Моя гурия переступила по мокрым доскам, забыв о грязной ледяной воде, заливающей ее ступни в изодранных чулках, подалась вперед, ближе к фанатично сверкающему глазами пленнику, чтобы не пропустить ничего из сказанного им.
– Я смысл всех вещей. Я провидение. Я высший Промысел. Я – Бог.
– Кто, прости? – переспросила Хэл, ошеломленная таким поворотом.
– Бог, – повторил тот сдержанно. – Один из немногих, кто управляет миром. Избранный. Но мне, к сожалению, не повезло. На моем месте мог оказаться другой. И тогда я насылал бы болезни на тех, кто не желает смириться и признать истинность веры в нас, и лечил того, кто готов склониться…
– Слушай, какой-то бред, – шепнула мне в ухо Хэл, приподнявшись на цыпочки. – Видно, он свихнулся здесь в одиночестве.
– Нет, во всем этом есть смысл. – Я внимательно слушал дэймоса, ловя каждое слово. Любое из них могло стать ответом на вопросы, которые не давали мне покоя уже давно.
– В реальности меня зовут Лонгин Сотер. Мои предки из великого рода Птолемея, диадоха [1] Александра Великого, завоевателя Эгиптоса. Я – дэймос, как ты уже понял. Ламнос – вызывающий болезнь. Меня пленил и заковал танатос по имени Нестор. Давно. Очень… – Он прервал горделивую речь и добавил уже совсем другим тоном: – Это все, что я помню.
1
Диадох – преемник (гр.). (Здесь и далее примеч. авторов.)

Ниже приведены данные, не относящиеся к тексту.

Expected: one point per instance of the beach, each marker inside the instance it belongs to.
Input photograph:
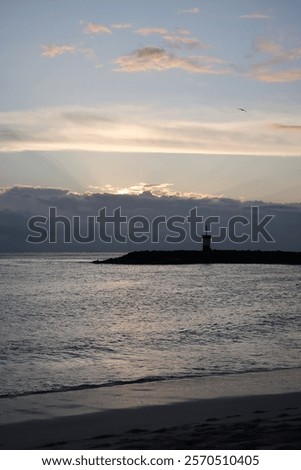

– Где вы с ним встретились? С Нестором.
Логос скривился, словно от сильной боли, его губы задрожали, он крепко прикусил нижнюю, вдохнул и выдохнул несколько раз, и выговорил наконец:
– Ты пришел слишком поздно. Моя память изъедена червями. Я знаю только себя.
– Заметно, – едва слышно сказала Хэл. – Только себя ты и помнишь.
– Тот, кто пленил тебя, хранил твое отрезанное ухо.
Он непроизвольно потянул руку к голове, но тут же опустил ее, обхватил себя за локти.
– Трофей победителя.
– Как это произошло?
Логос дернул шеей, черные волосы упали на лицо, скрывая глаза. Тусклые огоньки засветились сквозь разлохмаченные пряди.
– Ты был в Полисе?
Моя надежда на то, что название этого города всколыхнет его память, не оправдалась. Дэймос молчал.
– Ты приезжал в Полис из Александрии?.. Встречался там с кем-нибудь?
Он резким, деревянным движением вскинул ладонь, провел по лицу, открывая его. На лбу вздулись вены от напряжения. Логос честно пытался вспомнить. Я видел – он действительно старался. Изо всех сил, но безрезультатно.